The Fish Conservation and Culture Lab (FCCL) and Genomic Variation Lab (GVL) of UC Davis have developed a breeding and rearing plan for creating the Delta Smelt refuge population. The goal is to minimize the deviation from the wild population, both phenotypically and genotypically. Currently the refuge population is in the eleventh generation. To develop and maintain the refuge population requires a highly managed and labor intensive operation with a limited number of wild fish collected to breed into the culture population each year. To further protect the refuge population, we provide another hatchery, Livingston Stone National Fish Hatchery, in Shasta City CA, with a representative sample of the population each year.
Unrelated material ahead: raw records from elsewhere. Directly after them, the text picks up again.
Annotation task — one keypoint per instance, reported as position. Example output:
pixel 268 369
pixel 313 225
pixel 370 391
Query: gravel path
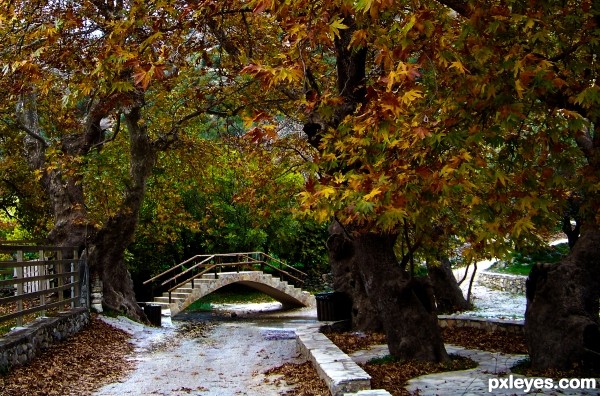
pixel 227 358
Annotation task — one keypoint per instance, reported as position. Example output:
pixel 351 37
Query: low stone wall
pixel 491 325
pixel 504 282
pixel 20 346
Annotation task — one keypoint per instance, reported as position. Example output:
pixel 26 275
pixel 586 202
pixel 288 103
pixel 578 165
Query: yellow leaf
pixel 411 95
pixel 458 66
pixel 327 191
pixel 519 88
pixel 336 25
pixel 376 191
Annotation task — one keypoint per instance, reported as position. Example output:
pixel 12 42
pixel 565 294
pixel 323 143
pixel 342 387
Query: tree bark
pixel 347 279
pixel 106 246
pixel 404 305
pixel 562 326
pixel 448 295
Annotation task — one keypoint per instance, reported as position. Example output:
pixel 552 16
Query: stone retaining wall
pixel 491 325
pixel 504 282
pixel 20 346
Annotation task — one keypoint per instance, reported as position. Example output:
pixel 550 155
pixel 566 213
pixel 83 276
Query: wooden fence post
pixel 42 282
pixel 59 268
pixel 19 286
pixel 75 280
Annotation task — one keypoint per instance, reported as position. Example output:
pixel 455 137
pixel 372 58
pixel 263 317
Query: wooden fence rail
pixel 35 279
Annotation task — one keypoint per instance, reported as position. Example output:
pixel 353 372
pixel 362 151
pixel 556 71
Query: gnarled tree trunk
pixel 448 295
pixel 106 246
pixel 404 305
pixel 562 326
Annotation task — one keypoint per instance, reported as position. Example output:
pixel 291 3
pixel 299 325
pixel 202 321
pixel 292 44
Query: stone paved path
pixel 474 382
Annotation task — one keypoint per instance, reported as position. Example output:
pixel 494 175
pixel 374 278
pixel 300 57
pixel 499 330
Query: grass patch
pixel 520 263
pixel 230 294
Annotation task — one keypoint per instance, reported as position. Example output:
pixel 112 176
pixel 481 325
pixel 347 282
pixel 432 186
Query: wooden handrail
pixel 173 268
pixel 208 269
pixel 207 264
pixel 188 270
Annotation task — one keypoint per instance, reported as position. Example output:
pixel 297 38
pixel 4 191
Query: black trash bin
pixel 153 313
pixel 333 306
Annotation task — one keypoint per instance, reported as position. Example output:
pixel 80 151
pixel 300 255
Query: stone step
pixel 370 392
pixel 178 295
pixel 166 300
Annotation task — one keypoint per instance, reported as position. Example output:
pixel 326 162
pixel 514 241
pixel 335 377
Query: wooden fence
pixel 36 280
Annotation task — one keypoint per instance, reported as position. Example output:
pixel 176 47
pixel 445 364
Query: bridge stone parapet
pixel 288 295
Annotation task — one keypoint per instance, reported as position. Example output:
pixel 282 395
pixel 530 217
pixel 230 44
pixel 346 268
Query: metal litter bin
pixel 333 306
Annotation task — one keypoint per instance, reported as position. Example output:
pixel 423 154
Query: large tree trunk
pixel 347 279
pixel 111 241
pixel 448 295
pixel 405 306
pixel 562 326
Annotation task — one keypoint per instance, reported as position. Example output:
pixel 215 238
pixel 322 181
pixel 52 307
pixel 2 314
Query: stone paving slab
pixel 341 374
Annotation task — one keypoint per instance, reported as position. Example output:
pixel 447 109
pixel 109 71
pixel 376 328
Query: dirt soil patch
pixel 463 336
pixel 76 366
pixel 302 377
pixel 393 376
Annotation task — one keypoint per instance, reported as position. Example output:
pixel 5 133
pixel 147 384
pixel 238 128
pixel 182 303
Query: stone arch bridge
pixel 204 274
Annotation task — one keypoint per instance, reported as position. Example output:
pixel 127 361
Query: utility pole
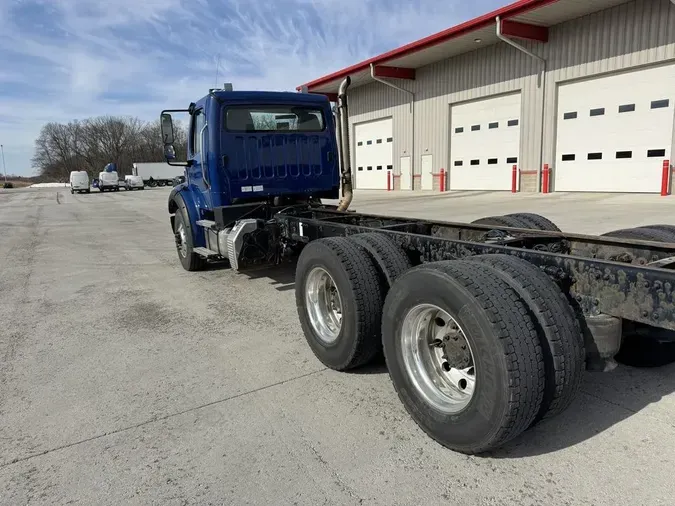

Brief Description of the Process:
Brood stock are sub-sampled prior to and throughout the breeding period (Jan – May). They are uniquely tagged (visible alpha-numeric tag, injected sub-dermally, near the dorsal fin), and a tissue sample (small fin-clip of caudal fin) is taken for genetic analysis (by GVL, UC Davis). Tagged females are checked for maturity twice weekly and their tag numbers are sent to the GVL, and the GVL provides a list of best combination of males and females. Based on the list, eggs are expressed and fertilized in vitro. The GVL has developed a genetic management plan (GMP) for the refuge population to monitor and ensure that the population is genetically similar to the wild delta smelt population. The GMP functions within the constraints of the existing aquaculture facilities by selecting about 250 pair crosses, single male and female fish, from the refuge population, including the wild fish each year, with the following goals: 1) maximize genetic diversity in the refuge population 2) minimize inbreeding in the refuge population, and 3) incorporate wild fish into the refuge population to minimize genetic drift. To manage 250 different full-sibling families, the FCCL combines eight families for rearing, as a “multi-family group” (MFG). Each of the MFG has 5600 live eggs, 700 from each family. The FCCL is able to maintain about 33-36 MFGs (264 – 288 families) of Delta Smelt. Between 50-100 wild fish are caught and bred into the population yearly. Three sets of intensive rearing systems are used to house the Delta Smelt as they grow: early larval start out in 130L-tanks, late larval have 400L-tanks, and juvenile – sub-adult stage tanks are reared in 1100L (5’ diameter) tanks. The culture methods are described in more detail in a report by Baskerville-Bridges and others (2005) and in a publication by Lindberg and others (2013).